Professor Carol Espy-Wilson
Institute for Systems Research
Department of Electrical and Computer Engineering
The ability to talk to computers like we talk to each other would revolutionize human-computer interaction. Speech not only provides for a fast mode of communication and eliminates the need for physical interaction with the computer, but it opens the gate to other revolutionary technologies like universal language translation, software that recognizes and understands phrases in one language and translates it appropriately to any other language, thereby enabling effective communication between people from different cultures (listed as the top emerging technology in MIT Technology Review, Jan. 2004).

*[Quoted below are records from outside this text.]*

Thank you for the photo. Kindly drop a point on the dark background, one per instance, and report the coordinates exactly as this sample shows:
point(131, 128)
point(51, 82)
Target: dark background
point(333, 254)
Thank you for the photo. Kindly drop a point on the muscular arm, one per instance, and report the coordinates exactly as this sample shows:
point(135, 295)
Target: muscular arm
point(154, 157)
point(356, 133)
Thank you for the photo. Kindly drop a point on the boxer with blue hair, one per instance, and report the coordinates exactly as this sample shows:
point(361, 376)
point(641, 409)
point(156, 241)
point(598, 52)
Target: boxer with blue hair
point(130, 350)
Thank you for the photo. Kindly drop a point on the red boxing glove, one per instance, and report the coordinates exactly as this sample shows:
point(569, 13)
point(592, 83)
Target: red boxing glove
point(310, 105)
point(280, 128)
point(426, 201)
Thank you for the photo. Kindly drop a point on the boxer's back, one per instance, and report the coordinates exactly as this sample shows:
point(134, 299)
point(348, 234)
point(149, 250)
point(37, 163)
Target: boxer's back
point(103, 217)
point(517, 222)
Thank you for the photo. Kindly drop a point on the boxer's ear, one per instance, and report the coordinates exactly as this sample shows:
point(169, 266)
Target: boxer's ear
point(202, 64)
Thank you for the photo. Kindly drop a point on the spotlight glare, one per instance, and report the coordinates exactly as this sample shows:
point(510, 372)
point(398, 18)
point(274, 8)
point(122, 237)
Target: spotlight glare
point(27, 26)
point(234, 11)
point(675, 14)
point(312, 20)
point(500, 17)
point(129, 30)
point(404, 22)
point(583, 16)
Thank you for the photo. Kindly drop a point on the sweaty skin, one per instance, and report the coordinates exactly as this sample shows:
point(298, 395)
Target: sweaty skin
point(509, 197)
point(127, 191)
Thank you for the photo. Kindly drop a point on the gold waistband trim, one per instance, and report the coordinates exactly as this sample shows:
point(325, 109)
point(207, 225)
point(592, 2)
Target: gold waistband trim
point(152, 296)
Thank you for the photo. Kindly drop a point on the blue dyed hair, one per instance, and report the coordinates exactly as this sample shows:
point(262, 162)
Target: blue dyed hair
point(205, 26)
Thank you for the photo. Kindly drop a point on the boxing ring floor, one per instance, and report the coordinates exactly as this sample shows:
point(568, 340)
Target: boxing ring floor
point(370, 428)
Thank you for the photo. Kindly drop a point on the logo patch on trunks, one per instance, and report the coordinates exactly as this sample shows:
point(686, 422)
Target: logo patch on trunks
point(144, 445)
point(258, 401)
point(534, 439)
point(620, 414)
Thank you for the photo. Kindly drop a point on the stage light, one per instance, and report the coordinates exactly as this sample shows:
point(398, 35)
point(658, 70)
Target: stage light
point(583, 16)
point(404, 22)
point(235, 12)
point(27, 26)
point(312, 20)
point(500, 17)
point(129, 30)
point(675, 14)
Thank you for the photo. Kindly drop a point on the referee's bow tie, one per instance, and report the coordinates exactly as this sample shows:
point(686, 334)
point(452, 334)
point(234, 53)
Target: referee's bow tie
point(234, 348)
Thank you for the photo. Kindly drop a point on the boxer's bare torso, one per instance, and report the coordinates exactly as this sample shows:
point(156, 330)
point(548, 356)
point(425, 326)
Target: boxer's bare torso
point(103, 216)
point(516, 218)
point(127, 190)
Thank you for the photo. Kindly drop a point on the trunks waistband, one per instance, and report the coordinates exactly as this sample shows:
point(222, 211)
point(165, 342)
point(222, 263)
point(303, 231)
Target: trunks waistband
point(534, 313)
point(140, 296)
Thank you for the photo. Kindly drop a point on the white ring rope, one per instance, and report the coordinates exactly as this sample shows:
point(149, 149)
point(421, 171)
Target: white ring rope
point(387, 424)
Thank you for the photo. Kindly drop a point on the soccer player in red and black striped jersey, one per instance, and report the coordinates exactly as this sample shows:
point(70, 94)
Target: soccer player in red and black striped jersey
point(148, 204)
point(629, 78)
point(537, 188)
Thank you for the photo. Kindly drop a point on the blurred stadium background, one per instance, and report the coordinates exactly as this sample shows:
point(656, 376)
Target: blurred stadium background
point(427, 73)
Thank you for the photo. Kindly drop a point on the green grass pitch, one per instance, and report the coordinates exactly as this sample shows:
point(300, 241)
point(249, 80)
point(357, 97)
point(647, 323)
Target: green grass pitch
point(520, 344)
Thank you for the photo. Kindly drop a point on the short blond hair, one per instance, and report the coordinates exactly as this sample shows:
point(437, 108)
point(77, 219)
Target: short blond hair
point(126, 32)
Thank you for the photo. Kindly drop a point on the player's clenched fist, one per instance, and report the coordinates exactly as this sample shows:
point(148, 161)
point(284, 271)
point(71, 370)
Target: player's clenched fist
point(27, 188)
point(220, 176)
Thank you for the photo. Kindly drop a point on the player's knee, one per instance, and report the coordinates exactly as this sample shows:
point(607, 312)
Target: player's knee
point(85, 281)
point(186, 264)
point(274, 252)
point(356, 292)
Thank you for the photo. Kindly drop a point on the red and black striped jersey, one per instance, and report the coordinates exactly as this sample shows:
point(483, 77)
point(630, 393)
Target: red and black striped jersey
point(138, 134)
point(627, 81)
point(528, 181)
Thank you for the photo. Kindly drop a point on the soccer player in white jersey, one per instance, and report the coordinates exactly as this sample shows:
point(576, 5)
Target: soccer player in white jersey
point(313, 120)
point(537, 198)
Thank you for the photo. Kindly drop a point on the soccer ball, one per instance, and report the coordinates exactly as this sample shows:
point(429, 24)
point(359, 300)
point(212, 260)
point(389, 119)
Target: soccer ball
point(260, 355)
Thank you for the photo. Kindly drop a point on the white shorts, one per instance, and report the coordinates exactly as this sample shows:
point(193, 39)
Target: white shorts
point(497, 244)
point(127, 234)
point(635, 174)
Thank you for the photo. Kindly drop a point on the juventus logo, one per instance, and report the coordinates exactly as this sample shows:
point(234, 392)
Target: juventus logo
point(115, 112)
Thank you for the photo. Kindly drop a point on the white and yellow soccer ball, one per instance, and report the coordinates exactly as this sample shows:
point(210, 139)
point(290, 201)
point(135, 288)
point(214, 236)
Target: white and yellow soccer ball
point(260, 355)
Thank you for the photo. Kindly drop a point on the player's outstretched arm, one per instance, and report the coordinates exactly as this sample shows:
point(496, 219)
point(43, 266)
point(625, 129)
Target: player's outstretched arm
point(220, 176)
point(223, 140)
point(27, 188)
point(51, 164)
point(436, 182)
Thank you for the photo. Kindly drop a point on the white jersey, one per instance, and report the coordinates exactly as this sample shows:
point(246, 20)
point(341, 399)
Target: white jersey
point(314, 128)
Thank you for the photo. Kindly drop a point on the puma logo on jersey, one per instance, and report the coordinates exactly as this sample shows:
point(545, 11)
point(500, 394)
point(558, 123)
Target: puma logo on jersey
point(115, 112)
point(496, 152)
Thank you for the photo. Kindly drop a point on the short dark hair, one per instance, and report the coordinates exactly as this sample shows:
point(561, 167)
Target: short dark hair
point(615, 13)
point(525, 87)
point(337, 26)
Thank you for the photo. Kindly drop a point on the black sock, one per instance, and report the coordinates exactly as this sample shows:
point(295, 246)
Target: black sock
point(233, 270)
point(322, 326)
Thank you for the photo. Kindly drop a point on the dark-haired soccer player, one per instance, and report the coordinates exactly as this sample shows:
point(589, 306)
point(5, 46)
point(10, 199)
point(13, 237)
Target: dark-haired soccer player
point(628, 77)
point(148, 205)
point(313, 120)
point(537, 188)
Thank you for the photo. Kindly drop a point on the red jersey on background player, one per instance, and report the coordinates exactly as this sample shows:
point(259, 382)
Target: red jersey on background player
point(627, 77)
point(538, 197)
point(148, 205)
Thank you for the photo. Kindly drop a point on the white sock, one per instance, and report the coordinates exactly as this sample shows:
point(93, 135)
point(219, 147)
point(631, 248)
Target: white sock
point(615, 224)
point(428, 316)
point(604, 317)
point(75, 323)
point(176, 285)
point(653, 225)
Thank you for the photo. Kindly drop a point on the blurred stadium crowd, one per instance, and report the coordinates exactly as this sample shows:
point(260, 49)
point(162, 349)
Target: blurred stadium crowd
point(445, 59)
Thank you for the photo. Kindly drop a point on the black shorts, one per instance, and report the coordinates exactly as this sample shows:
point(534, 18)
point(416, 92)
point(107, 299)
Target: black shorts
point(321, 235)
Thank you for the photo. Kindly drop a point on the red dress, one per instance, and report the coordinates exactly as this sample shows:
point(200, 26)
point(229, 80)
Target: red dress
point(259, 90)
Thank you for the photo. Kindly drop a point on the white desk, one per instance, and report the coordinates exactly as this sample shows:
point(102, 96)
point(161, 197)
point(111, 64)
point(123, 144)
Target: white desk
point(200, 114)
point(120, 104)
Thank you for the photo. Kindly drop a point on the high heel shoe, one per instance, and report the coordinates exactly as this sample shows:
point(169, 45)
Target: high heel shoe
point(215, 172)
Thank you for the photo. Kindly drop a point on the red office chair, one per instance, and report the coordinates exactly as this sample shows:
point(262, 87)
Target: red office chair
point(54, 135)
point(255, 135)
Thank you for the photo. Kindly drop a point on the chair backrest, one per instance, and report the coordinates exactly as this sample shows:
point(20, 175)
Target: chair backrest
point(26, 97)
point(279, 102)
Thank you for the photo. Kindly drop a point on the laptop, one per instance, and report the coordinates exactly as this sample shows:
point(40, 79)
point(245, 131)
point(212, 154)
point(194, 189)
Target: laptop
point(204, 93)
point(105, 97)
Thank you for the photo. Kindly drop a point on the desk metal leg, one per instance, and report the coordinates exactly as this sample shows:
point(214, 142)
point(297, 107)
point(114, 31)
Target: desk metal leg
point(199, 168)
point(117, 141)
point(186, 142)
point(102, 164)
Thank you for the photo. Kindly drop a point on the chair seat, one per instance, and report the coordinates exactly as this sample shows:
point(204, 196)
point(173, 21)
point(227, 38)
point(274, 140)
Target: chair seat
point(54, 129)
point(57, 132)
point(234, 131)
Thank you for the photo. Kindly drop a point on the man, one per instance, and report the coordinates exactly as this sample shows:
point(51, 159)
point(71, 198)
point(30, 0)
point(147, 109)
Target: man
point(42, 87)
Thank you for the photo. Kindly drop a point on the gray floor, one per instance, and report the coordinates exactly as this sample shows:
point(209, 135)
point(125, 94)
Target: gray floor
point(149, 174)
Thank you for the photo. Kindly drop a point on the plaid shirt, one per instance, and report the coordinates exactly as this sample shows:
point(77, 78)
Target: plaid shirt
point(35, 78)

In fact, Google just announced that it is working to put speech-to-speech translation on mobile phones in the next few years. Such a breakthrough will require considerable advancements in speech recognition technology, which generates a string of words or sounds from the speech signal, and natural language processing technology, which gleans meaning from the output of the recognizer. This talk will focus on research in the Speech Communication Group that is addressing the problems in current speech recognition technology: (1) understanding how the many differences that exists across speakers (physiological, psychological, behavioral, cultural and regional) are manifest in the speech signal and developing methods to deal with the variability and (2) making speech recognition work in practical environments. Our approach involves the integration of knowledge from engineering, speech production, speech perception, acoustic phonetics, speech science, linguistics and neuroscience. Specifically, the talk will describe our research into the relationship between the speech production system and the physical characteristics of the speech signal, the development of a speech signal representation that captures the linguistic information in the speech signal and diminishes speaker characteristics (for use in speaker-independent speech recognition), the development of a speech signal representation that emphasizes speaker differences (for use in speaker recognition), and new paradigms for speech recognition and speaker recognition.